Democratic Hawk Faces Antiwar Primary Challenger
STEVE INSKEEP, host:
Some divisions in the Democratic Party are on display in a congressional district in southern California.
On one side, there's Jane Harman. She's the top Democrat on the House Intelligence Committee and voted in favor of the war in Iraq. On the other side are anti-war activists working against her in a Democratic primary.
Rachel Myrow reports from member station KPCC.
RACHEL MYROW reporting:
Just a week ago, Jane Harman faced a tough crowd at the Venice Center for Peace with Justice and the Arts. With sweat beading on her forehead, the six-term incumbent touted her liberal voting record before an audience of about 300 Democratic die-hards.
Representative JANE HARMAN (Democrat, California): I'm also pleased to have the support of the major advocacy groups in this state and in this city: the pro-choice groups, the gay and lesbian groups, the major environmental groups, most of the unions. I have that support because I've earned it.
MYROW: She even drives a hybrid car. Solar energy powers her home in Venice. But for this crowd, what counts most is where Harman stands on the Bush administration's war on terror.

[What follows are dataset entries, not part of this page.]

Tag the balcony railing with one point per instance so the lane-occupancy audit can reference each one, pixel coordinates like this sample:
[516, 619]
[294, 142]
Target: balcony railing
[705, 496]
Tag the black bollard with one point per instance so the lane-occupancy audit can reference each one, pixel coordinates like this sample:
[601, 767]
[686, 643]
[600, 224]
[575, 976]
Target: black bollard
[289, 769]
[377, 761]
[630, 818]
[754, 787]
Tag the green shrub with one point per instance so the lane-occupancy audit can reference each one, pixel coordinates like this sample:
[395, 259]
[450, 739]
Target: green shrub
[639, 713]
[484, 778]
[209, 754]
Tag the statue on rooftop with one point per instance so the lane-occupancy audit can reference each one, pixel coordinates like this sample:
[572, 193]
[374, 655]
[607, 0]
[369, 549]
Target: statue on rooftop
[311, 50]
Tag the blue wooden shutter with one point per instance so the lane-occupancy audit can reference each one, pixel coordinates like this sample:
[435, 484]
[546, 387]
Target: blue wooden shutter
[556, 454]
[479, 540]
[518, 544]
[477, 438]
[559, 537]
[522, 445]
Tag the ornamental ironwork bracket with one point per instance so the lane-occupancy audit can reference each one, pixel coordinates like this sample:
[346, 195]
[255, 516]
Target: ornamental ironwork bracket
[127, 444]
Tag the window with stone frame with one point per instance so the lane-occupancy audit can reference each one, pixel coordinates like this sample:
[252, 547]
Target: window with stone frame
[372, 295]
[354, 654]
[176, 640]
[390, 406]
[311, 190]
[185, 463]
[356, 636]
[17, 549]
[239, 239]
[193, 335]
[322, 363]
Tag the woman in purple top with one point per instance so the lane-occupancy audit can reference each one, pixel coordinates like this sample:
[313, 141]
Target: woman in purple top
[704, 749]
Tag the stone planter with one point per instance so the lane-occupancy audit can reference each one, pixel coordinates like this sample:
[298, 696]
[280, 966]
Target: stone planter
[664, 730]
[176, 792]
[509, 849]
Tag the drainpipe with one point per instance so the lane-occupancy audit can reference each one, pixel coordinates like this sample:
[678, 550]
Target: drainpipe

Harman defended her votes for the war in Iraq, for the Patriot Act. Votes like that have made her a popular campaign contribution choice for defense industry giants. But, she says...
Rep. HARMAN: The security policies we adopt as a nation have to respect our constitution and our laws. And I am very critical of this administration for the ways it ignores the law, it ignores Congress totally, and it shuts down oversight by Congress.
MYROW: Not critical enough, argues Harman's challenger in the primary, anti-war activist, poet, and English teacher Marcy Winograd.
Ms. MARCY WINOGRAD (Democratic Congressional Candidate, California): I will introduce legislation to impeach Bush and Cheney.
(Soundbite of applause)
MYROW: When Harman won the 36th Congressional District 14 years ago, this coastal district was a Republican stronghold. After the census of 2000, it was redrawn to favor Democrats. John Kerry beat George Bush here two years ago by 19 points.
The seat is safely blue, says Winograd, so why not challenge a hawkish Democrat?
Ms. WINOGRAD: What the people are having trouble with in the 36th District and well beyond throughout the country is the fact that there is a great chasm, a huge disconnect between the leadership of the Democratic Party and those on the ground. Not just Democrats, but decline-to-states and Republicans who feel disenfranchised, as though their voice has been cut out.
MYROW: Winograd boasts the support of high-powered peace activists, including Cindy Sheehan, who lost a son in Iraq, and author Gore Vidal. But according to the Federal Election Commission, Harman's campaign has generated more than three times the cash as of mid-May.
Some political pundits dismiss Winograd's bid as a distraction, but not Gary South. The long-time Democratic consultant thinks of it more as friendly fire.
Mr. GARY SOUTH (Political Consultant): If we Democrats want to apply an across the board litmus test on so-called progressive issues to every Democrat running in every seat in America, we will never control the House of Representatives and we will never take the United States Senate back. That's just a reality.
MYROW: Harman's not the only Democratic incumbent facing a challenge from the left. So is Joe Lieberman of Connecticut, Maria Cantwell in Washington, even Hillary Clinton in New York. If progressive challengers lose in June, will their supporters side with the centrists in November? Stay tuned.
For NPR News, I'm Rachel Myrow, in Los Angeles.